A Kinetic Study of the Inhibition Mechanism of Hexafluoropropylene (HFP) on Hydrogen Combustion

Hexafluoropropylene (HFP) is used as an advanced fire extinguishing agent with high thermal stability, excellent fire suppression performance, and environmentally friendly characteristics. In this study, the inhibition mechanism of HFP during H₂ combustion was analyzed, focusing on its reaction behavior with H and OH radicals to verify its interruption of the combustion chain reaction by scavenging key reactive radicals. The unimolecular pyrolysis process of HFP was investigated to characterize the heat absorption effect when it dissociates into small molecular fragments. The gas-phase kinetic properties of the proposed reaction pathway were analyzed by combining high-level quantum chemical calculations with the RRKM/master equation.
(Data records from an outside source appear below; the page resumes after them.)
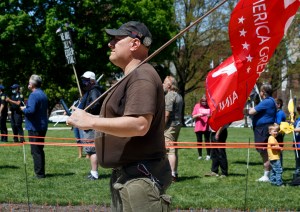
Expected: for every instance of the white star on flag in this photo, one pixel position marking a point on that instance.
(245, 45)
(241, 20)
(249, 58)
(243, 32)
(248, 69)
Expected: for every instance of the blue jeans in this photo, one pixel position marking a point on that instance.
(276, 172)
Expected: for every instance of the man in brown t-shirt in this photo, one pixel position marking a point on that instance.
(130, 129)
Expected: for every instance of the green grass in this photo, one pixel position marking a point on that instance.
(66, 182)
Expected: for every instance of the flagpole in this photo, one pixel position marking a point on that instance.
(77, 81)
(292, 122)
(158, 51)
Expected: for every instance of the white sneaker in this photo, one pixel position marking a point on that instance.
(263, 179)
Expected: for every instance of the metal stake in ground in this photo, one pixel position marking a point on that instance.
(26, 180)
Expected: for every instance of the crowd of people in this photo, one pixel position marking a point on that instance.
(136, 123)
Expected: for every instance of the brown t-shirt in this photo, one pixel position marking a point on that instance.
(140, 93)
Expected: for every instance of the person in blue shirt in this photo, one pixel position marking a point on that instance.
(16, 119)
(264, 114)
(36, 122)
(3, 114)
(297, 140)
(280, 117)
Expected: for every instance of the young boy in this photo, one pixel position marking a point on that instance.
(297, 139)
(274, 156)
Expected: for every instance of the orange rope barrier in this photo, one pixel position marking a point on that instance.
(169, 144)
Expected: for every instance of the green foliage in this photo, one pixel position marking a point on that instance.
(66, 182)
(29, 43)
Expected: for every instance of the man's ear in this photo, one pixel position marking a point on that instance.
(135, 43)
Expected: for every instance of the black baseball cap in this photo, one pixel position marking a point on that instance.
(14, 86)
(133, 29)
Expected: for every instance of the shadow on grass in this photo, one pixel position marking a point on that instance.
(9, 167)
(101, 176)
(245, 163)
(183, 178)
(60, 174)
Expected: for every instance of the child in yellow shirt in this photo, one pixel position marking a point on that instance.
(274, 156)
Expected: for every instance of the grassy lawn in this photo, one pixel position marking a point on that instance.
(66, 182)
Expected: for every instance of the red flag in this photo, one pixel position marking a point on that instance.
(255, 29)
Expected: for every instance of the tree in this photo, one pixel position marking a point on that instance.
(29, 43)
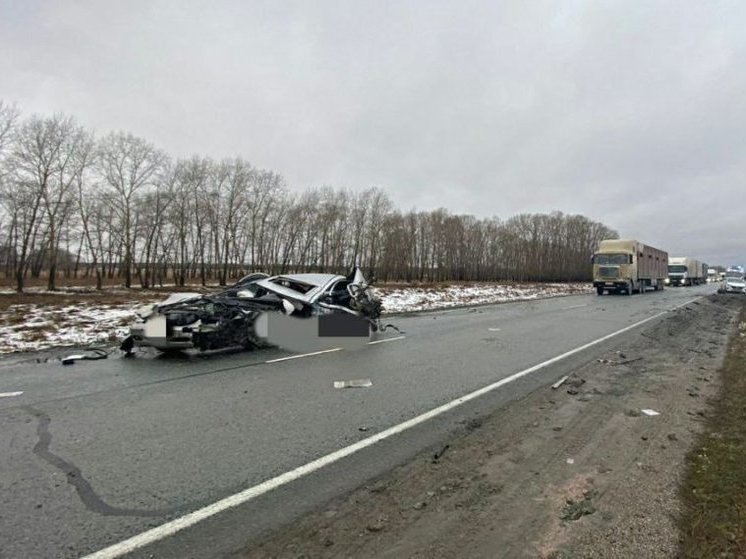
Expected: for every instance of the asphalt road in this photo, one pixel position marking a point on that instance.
(101, 451)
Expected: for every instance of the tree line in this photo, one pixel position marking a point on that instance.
(118, 208)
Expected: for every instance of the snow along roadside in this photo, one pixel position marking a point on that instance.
(34, 327)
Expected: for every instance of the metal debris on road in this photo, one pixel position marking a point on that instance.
(557, 384)
(357, 383)
(90, 355)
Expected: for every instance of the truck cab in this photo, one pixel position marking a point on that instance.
(625, 266)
The results show that the unimolecular dissociation reaction of HFP has a significant rate difference at low temperatures, but this difference gradually decreases with increasing temperature. In the substitution reaction pathway, the reaction rates of HFP with H and OH were much higher than those of H-abstraction, suggesting that it has an important influence in inhibiting H₂ combustion. In addition, the addition reaction of HFP with H and OH also plays a key role in inhibiting combustion at low temperatures due to the presence of C═C double bonds in the molecule. It is particularly noteworthy that the rate of the addition reaction of HFP with H increases significantly with increasing temperature, while the rate of the addition reaction with OH is lower than that of the former at high temperatures. The present study lays a data foundation for the establishment of a more accurate kinetic mechanism of combustion inhibition, which is of great significance for the design of new flame retardants.